Bordo Sud (Southern edge)

This ongoing project is an exploration of the southern coast of Sicily, the southernmost border of Italy. I plan to drive along the coastline that looks directly at Africa, and through the coast to explore some aspects of the identity of Southern Italy.

Sicily is well known around the world for its beaches, its sun, the ancient culture. The coast is overrun with resorts and villages that live only in summertime, and I love to go there during winter, when these places become ghostly clusters of empty houses, totally out of contest. Sometime landscapes and seasons change, and can be found a nobel prize winner’s house, near an electric plant, and then a desert – like landscape. Through Road 115, which runs entirely near the coast, I started exploring these non – places at the outskirts of the empire, their relation with the surrounding landscape and history, their appearance and their solitude.

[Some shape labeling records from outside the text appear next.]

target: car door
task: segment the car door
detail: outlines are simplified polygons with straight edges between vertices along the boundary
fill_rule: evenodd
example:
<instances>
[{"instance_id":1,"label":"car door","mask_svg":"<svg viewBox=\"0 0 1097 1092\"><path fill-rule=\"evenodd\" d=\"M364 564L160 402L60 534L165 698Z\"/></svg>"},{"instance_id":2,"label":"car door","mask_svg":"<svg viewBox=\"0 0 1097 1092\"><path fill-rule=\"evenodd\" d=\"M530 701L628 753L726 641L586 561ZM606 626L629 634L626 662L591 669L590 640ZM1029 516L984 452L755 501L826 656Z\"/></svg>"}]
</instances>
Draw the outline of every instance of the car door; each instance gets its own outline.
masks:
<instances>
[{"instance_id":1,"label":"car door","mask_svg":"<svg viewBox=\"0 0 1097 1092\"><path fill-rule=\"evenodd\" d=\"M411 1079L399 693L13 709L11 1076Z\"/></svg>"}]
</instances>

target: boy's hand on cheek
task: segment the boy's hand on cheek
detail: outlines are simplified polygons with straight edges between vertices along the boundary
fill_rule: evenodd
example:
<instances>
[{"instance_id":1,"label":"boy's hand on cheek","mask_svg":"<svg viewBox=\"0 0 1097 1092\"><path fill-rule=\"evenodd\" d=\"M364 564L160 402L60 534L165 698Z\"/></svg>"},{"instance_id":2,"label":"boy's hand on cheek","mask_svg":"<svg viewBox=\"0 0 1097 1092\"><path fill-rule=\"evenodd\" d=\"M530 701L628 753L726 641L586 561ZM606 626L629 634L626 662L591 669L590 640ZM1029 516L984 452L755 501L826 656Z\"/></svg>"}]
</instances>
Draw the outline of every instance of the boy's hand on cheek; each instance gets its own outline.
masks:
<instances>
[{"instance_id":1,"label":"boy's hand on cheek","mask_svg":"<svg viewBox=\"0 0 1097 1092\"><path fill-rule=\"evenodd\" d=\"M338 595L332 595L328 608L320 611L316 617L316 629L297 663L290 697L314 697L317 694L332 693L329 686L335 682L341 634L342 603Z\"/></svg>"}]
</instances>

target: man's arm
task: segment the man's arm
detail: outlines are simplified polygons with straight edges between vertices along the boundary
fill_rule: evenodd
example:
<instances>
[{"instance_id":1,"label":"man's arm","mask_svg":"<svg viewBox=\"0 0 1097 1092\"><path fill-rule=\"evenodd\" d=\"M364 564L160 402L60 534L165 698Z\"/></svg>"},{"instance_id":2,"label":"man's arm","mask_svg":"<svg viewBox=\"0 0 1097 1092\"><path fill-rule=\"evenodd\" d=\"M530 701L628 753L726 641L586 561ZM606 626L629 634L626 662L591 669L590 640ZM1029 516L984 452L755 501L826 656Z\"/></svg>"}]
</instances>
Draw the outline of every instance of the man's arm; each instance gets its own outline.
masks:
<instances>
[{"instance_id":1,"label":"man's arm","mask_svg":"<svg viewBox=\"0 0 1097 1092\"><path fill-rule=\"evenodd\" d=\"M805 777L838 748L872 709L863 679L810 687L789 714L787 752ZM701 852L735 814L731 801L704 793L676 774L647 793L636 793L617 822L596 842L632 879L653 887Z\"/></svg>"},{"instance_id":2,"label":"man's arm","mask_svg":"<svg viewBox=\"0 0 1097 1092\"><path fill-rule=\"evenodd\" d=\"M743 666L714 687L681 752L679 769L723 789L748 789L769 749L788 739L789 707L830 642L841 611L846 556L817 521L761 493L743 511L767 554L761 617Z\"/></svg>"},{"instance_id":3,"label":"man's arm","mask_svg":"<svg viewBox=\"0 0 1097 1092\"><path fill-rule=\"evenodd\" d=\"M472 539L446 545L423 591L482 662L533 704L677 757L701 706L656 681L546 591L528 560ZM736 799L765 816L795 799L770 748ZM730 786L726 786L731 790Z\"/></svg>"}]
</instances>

The Sicilian sea is the boundary line of a culture, the Italian one, caught in its extreme periphery, and is full of symbols which express the identity of italians: places with literary and historical meaning, activities of intensive exploitation, illegal constructions, summer architecture in a winter environment, houses of writers, closure, backwardness, pollution, flooded territories, abandoned railways, military architectures built to welcome invaders, more than fight them. The Southern border is a micro-cosmos that shows how Italians are in relation with the world.